Just days after Angelina Jolie was photographed on a visit to northern Iraq, the "Unbroken" director has written an impassioned opinion article about her trip.
The 39-year-old is a special envoy of the United Nations High Commissioner for Refugees and co-founder of the Preventing Sexual Violence Initiative. She wrote through the columns of the New York Times after her trip to a refugee camp in Khanke in Iraq Sunday, reports usamagazine.com.
The camp was set up in December 2014 and hosts displaced Iraqis who fled after surviving kidnappings and other attacks by jihadists from the Islamic State group, also known as ISIS or ISIL.
She describes the devastation she witnessed in refugee camps and calls for action to help the millions of displaced Syrians and Iraqis who no longer have a home.
"I have visited Iraq five times since 2007, and I have seen nothing like the suffering I'm witnessing now," she wrote in the opinion piece, published by the newspaper Tuesday.
"For many years I have visited camps, and every time I sit in a tent and hear stories. I try my best to give support. To say something that will show solidarity and give some kind of thoughtful guidance. On this trip I was speechless," she added.
As previously reported, the mother of six visited the Khanke camp for Internally Displaced People.
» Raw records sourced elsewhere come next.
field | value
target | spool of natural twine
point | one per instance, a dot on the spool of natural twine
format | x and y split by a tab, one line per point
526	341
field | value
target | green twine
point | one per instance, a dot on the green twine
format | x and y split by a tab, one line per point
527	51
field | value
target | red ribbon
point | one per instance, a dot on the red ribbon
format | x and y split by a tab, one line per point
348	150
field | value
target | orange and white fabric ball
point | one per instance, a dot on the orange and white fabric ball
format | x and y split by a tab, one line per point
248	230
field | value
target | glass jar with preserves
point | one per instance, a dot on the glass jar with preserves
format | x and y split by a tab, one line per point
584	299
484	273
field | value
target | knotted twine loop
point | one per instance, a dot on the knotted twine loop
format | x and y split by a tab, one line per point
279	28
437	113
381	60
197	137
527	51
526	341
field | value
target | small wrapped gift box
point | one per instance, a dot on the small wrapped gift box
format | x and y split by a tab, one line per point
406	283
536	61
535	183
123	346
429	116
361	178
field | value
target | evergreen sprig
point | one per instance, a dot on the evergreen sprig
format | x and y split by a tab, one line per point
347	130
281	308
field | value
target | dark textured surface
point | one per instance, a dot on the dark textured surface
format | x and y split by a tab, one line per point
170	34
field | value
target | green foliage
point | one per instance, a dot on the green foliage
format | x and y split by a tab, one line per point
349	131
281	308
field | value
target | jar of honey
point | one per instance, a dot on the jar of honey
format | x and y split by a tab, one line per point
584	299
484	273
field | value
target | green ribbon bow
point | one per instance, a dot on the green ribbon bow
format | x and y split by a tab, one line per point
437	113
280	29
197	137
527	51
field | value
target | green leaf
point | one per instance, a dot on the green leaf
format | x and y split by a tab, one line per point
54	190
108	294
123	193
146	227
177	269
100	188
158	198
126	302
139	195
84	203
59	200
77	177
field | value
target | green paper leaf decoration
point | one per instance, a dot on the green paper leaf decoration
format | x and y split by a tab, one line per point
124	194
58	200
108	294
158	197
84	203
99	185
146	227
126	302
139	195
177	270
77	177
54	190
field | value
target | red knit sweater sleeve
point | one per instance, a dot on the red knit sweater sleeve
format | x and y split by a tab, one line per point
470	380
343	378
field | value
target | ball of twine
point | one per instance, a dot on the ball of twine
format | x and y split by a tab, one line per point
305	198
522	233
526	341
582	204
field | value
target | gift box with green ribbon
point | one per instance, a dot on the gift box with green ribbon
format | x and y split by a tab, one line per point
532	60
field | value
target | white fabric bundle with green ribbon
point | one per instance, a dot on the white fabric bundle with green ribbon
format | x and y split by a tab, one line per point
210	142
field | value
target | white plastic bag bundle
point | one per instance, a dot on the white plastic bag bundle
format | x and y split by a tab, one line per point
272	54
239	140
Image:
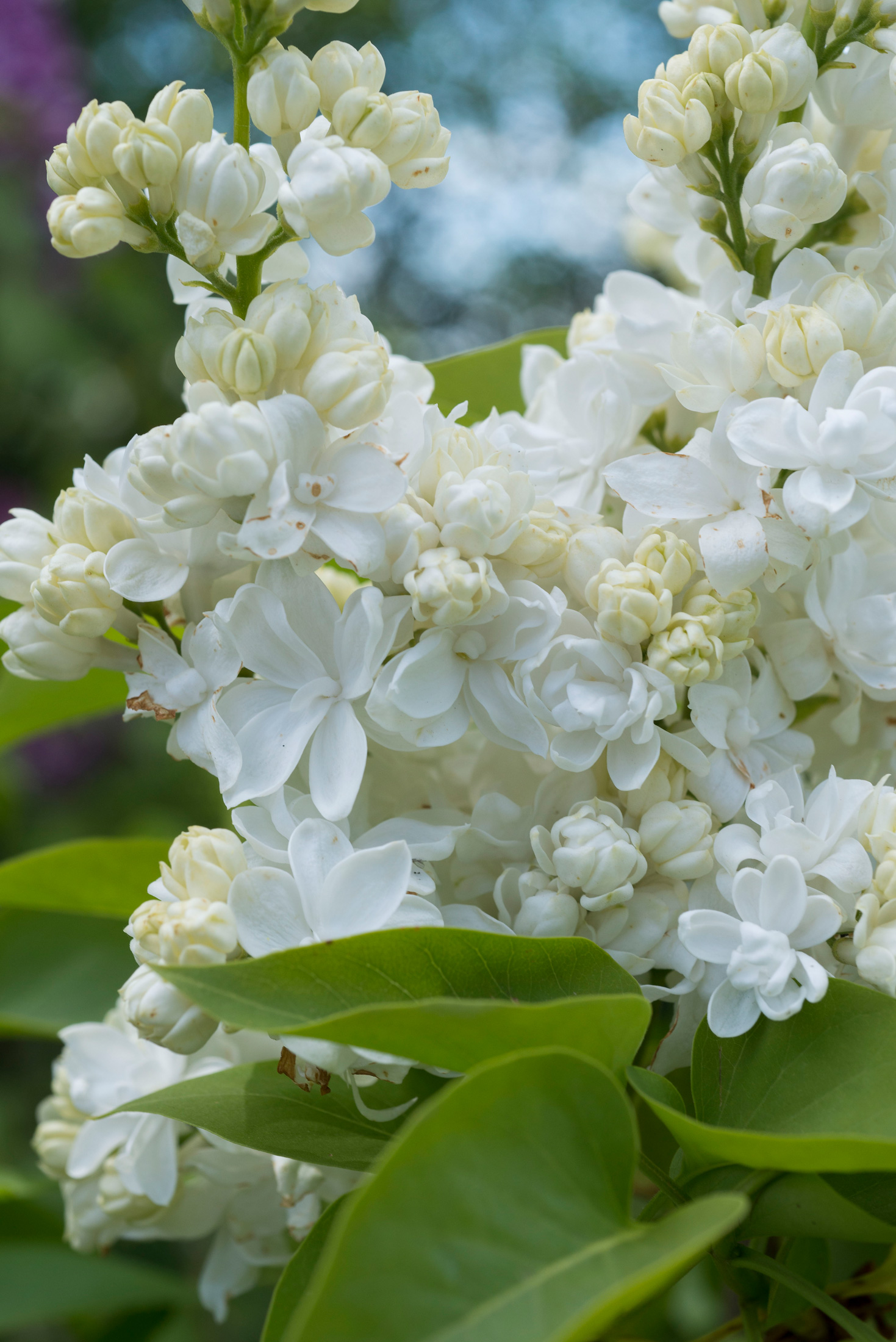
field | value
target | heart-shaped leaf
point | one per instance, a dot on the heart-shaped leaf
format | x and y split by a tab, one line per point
292	989
808	1094
257	1108
502	1215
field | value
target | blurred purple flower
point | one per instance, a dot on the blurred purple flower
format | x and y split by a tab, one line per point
39	76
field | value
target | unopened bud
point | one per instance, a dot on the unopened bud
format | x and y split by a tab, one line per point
632	605
73	592
676	839
163	1015
798	343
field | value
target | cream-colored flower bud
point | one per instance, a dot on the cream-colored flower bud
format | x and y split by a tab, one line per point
349	387
757	84
676	839
91	222
875	942
447	589
687	651
884	882
247	361
670	558
91	140
203	864
27	540
81	518
589	850
717	46
73	592
741	612
798	343
667	128
709	90
148	153
362	118
542	547
678	70
632	605
183	931
549	913
879	822
52	1143
282	95
61	172
187	112
667	781
163	1015
588	549
454	448
339	68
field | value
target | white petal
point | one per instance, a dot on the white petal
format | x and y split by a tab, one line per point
710	936
734	551
140	572
361	893
268	910
668	485
337	761
730	1012
315	847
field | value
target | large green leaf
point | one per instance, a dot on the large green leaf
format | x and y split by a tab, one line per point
57	969
105	878
797	1205
489	376
297	1274
43	1283
293	989
31	708
457	1035
255	1106
808	1094
502	1215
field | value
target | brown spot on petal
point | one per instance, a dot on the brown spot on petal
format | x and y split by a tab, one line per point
145	703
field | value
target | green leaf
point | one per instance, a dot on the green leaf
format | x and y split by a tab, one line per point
489	376
43	1283
293	989
297	1274
811	1205
105	878
808	1094
57	969
812	1260
255	1106
457	1035
502	1215
31	708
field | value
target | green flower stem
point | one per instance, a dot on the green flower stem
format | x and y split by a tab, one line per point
730	184
809	1293
672	1191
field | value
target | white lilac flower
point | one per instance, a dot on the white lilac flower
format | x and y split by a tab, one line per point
312	663
601	701
764	949
332	890
841	451
820	834
427	694
744	725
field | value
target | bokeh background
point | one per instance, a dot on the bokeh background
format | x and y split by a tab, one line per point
521	235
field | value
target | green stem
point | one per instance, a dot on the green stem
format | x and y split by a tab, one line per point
672	1191
240	104
809	1293
750	1321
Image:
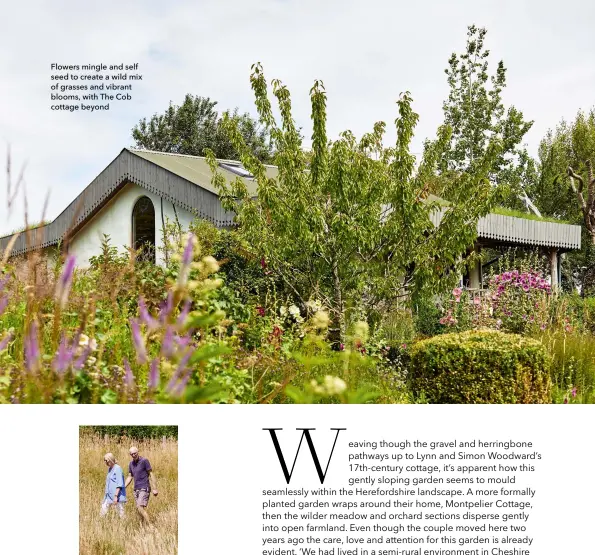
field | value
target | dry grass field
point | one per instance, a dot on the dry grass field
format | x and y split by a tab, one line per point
111	535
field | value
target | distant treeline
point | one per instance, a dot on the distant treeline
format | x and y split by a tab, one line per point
134	432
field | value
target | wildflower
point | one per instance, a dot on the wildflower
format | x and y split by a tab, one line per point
187	257
31	346
3	304
82	359
128	375
294	310
6	340
63	357
167	347
139	344
334	385
145	317
183	314
321	320
361	330
210	264
65	281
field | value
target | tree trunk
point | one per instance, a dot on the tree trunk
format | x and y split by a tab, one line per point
337	331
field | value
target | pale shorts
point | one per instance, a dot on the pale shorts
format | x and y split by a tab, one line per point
119	507
142	497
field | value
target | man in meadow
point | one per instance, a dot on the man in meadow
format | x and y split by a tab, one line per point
115	490
140	470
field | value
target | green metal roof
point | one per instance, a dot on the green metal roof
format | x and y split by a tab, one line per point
196	170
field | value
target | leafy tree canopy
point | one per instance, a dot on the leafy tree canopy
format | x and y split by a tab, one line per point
570	146
351	221
475	112
196	126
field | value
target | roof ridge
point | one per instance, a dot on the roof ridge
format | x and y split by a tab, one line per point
222	160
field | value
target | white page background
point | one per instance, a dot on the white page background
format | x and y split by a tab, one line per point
226	460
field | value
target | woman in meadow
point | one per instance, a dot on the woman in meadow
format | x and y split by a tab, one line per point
115	489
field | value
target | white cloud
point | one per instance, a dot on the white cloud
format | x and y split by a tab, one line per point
365	52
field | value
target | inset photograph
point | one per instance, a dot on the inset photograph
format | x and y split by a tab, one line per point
128	490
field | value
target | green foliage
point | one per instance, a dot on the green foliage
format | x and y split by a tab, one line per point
196	126
476	114
481	367
573	364
350	222
568	145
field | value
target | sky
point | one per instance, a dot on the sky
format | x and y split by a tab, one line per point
366	53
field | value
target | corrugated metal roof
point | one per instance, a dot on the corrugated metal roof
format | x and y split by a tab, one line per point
186	182
498	228
196	170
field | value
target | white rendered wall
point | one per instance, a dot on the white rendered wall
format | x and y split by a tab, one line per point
115	219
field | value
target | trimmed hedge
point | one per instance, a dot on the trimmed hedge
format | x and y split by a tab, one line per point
484	366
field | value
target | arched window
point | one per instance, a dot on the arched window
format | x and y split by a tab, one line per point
143	229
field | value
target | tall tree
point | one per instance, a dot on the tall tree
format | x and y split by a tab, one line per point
570	149
476	114
356	221
196	126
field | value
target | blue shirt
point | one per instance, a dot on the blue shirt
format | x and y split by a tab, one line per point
114	480
139	470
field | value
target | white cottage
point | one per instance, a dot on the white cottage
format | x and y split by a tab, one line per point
132	199
135	195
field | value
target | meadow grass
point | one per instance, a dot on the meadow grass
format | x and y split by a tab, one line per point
110	535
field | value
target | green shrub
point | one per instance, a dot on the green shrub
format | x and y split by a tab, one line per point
481	367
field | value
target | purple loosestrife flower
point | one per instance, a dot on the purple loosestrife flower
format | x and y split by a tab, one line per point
5	341
79	363
3	304
183	315
180	378
167	347
139	343
154	374
32	353
63	357
145	317
166	307
128	375
65	281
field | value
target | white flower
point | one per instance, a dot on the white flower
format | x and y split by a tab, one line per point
211	265
314	306
321	320
361	330
334	385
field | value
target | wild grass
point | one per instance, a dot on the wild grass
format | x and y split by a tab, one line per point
111	535
573	365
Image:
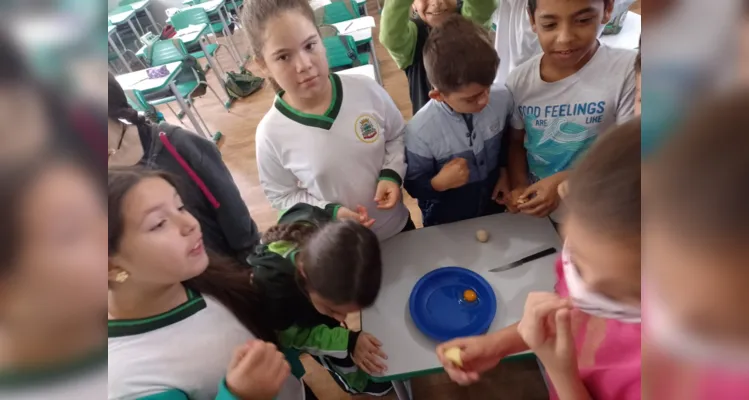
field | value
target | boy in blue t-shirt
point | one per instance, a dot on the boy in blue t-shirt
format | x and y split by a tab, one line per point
456	161
564	98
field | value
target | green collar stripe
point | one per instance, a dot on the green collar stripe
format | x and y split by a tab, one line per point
324	121
118	328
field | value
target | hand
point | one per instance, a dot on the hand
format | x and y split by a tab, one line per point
453	175
257	371
367	354
545	327
502	193
360	215
478	353
540	198
388	194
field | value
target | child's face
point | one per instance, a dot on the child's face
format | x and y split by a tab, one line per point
568	29
469	99
703	287
610	267
335	311
638	95
161	242
435	12
295	58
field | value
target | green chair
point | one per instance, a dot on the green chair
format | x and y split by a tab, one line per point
337	11
342	53
168	51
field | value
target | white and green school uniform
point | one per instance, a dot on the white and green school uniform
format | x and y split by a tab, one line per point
180	354
335	159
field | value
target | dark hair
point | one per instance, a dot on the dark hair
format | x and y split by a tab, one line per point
342	262
604	187
224	279
119	108
533	4
458	53
256	14
702	174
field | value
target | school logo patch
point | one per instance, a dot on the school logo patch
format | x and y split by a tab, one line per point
366	128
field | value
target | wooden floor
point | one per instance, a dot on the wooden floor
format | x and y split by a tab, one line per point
516	380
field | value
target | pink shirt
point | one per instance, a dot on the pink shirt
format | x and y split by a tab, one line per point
608	353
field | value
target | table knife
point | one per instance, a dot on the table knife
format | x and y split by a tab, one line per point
534	256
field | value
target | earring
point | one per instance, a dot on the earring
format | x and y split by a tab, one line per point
121	276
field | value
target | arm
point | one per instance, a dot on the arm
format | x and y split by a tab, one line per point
279	184
480	11
238	227
394	167
320	340
398	32
626	104
421	168
517	161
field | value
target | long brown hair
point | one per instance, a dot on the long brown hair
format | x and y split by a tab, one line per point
225	279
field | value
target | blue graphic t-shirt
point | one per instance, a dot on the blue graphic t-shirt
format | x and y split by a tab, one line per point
562	119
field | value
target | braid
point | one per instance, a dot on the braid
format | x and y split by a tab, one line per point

While there, she spoke with victims of ISIS, some of whom she describes in her opinion editorial.
"What do you say to the 13-year-old girl who describes the warehouses where she and the others lived and would be pulled out, three at a time, to be raped by the men? When her brother found out, he killed himself," Jolie writes.
She continued: "How can you speak when a woman your own age looks you in the eye and tells you that her whole family was killed in front of her, and that she now lives alone in a tent and has minimal food rations?"